In daily life, you can often eat oyster porridge, steamed oysters, mushroom soup, chicken liver, duck liver, lean meat, and pecan nuts. These foods are rich in zinc. Lack of zinc causes anorexia, picky eating, and even pica.

Iron

Iron is a fundamental element for antibody formation and improving immunity. Iron deficiency can cause a yellowish-white complexion, dizziness, nausea, and vomiting.
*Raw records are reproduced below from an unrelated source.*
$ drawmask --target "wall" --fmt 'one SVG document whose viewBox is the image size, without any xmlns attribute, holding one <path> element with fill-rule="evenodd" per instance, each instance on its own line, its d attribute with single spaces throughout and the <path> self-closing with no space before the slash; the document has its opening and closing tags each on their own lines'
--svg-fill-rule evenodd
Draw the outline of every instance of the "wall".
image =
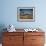
<svg viewBox="0 0 46 46">
<path fill-rule="evenodd" d="M 13 24 L 16 28 L 46 28 L 45 0 L 1 0 L 0 25 Z M 18 22 L 17 7 L 35 7 L 35 22 Z"/>
<path fill-rule="evenodd" d="M 0 31 L 13 24 L 16 28 L 42 28 L 46 32 L 46 0 L 0 0 Z M 18 22 L 17 7 L 35 7 L 35 22 Z"/>
</svg>

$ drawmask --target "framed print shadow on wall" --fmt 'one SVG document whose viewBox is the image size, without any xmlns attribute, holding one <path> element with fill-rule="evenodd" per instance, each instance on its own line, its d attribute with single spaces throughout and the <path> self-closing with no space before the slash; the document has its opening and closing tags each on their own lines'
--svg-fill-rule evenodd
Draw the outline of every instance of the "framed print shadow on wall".
<svg viewBox="0 0 46 46">
<path fill-rule="evenodd" d="M 35 21 L 35 7 L 18 7 L 17 21 L 21 22 Z"/>
</svg>

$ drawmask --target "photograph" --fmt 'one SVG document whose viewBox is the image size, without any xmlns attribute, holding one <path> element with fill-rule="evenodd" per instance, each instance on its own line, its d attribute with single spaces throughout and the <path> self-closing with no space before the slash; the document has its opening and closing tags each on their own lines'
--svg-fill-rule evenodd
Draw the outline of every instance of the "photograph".
<svg viewBox="0 0 46 46">
<path fill-rule="evenodd" d="M 34 21 L 35 13 L 34 7 L 18 7 L 17 9 L 18 21 Z"/>
</svg>

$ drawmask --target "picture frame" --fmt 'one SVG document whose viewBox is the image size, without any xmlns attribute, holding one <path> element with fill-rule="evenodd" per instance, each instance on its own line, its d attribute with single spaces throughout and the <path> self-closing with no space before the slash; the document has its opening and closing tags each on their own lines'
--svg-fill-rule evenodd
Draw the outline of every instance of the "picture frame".
<svg viewBox="0 0 46 46">
<path fill-rule="evenodd" d="M 34 22 L 35 21 L 35 7 L 18 7 L 17 21 L 20 22 Z"/>
</svg>

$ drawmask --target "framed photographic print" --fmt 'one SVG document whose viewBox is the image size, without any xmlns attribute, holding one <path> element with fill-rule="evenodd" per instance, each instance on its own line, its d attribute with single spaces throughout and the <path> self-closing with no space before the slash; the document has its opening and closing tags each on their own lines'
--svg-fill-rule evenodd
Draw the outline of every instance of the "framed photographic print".
<svg viewBox="0 0 46 46">
<path fill-rule="evenodd" d="M 21 22 L 35 21 L 35 8 L 34 7 L 18 7 L 17 20 Z"/>
</svg>

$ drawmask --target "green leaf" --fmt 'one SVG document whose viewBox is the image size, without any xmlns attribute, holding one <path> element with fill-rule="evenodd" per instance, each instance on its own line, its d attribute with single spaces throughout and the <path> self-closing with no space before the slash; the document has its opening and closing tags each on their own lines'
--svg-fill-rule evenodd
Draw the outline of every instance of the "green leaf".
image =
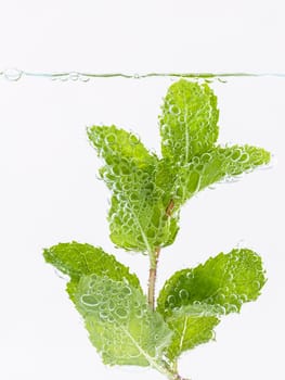
<svg viewBox="0 0 285 380">
<path fill-rule="evenodd" d="M 217 314 L 239 312 L 244 302 L 255 301 L 265 282 L 260 256 L 247 249 L 220 253 L 204 265 L 177 271 L 166 281 L 157 309 L 165 317 L 176 307 L 213 305 Z"/>
<path fill-rule="evenodd" d="M 250 145 L 217 147 L 180 166 L 173 182 L 173 199 L 183 204 L 206 187 L 252 172 L 270 162 L 270 153 Z"/>
<path fill-rule="evenodd" d="M 173 331 L 172 341 L 167 349 L 167 357 L 173 362 L 182 352 L 206 343 L 215 338 L 213 328 L 219 324 L 217 311 L 210 305 L 182 306 L 167 319 Z"/>
<path fill-rule="evenodd" d="M 217 141 L 219 111 L 208 85 L 180 79 L 169 87 L 161 110 L 164 157 L 185 165 Z"/>
<path fill-rule="evenodd" d="M 115 126 L 94 126 L 89 138 L 106 163 L 100 173 L 113 194 L 108 213 L 112 241 L 126 250 L 148 253 L 171 244 L 178 224 L 166 215 L 165 191 L 156 185 L 161 169 L 158 159 L 132 134 Z"/>
<path fill-rule="evenodd" d="M 172 332 L 163 317 L 148 308 L 140 290 L 107 277 L 85 276 L 76 306 L 105 364 L 152 366 L 164 371 L 161 355 Z"/>
<path fill-rule="evenodd" d="M 129 284 L 140 289 L 140 281 L 135 275 L 129 273 L 129 268 L 116 261 L 101 248 L 77 242 L 60 243 L 43 251 L 47 263 L 70 277 L 67 292 L 74 301 L 78 281 L 83 275 L 96 274 L 108 276 L 113 280 L 126 280 Z"/>
<path fill-rule="evenodd" d="M 138 167 L 144 167 L 156 160 L 134 134 L 114 125 L 109 127 L 92 126 L 87 132 L 99 156 L 104 159 L 115 175 L 119 173 L 124 175 L 125 165 L 128 170 L 129 162 Z"/>
</svg>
At this moment, it is recommended to cook more iron-rich recipes, such as lean fried meat with green peppers, spinach pork liver soup, and roasted chicken liver.

Seafood contains a large amount of zinc, which is also an important nutrient to maintain your immune system.
Seafood contains a large amount of zinc, which is also an important nutrient to maintain your immune system. (Image: Hsuyi Shih via Taste of Life)

Selenium

Selenium is a component of immune cells. Selenium deficiency causes susceptibility to cardiomyopathy. Selenium also can help fight cancer. It is good to eat more seafood or selenium-rich foods, such as selenium-rich tea, selenium-rich rice, selenium-rich eggs, selenium-rich water, and other products in high-selenium soil areas.

Vitamin E

Beans and nuts are rich in vitamin E. Studies show that vitamin E helps to produce antibodies and increase the activity of T cells, especially important for elderly people with low immune function. The vegetable oils, nuts, and legumes used in daily cooking contain natural vitamin E.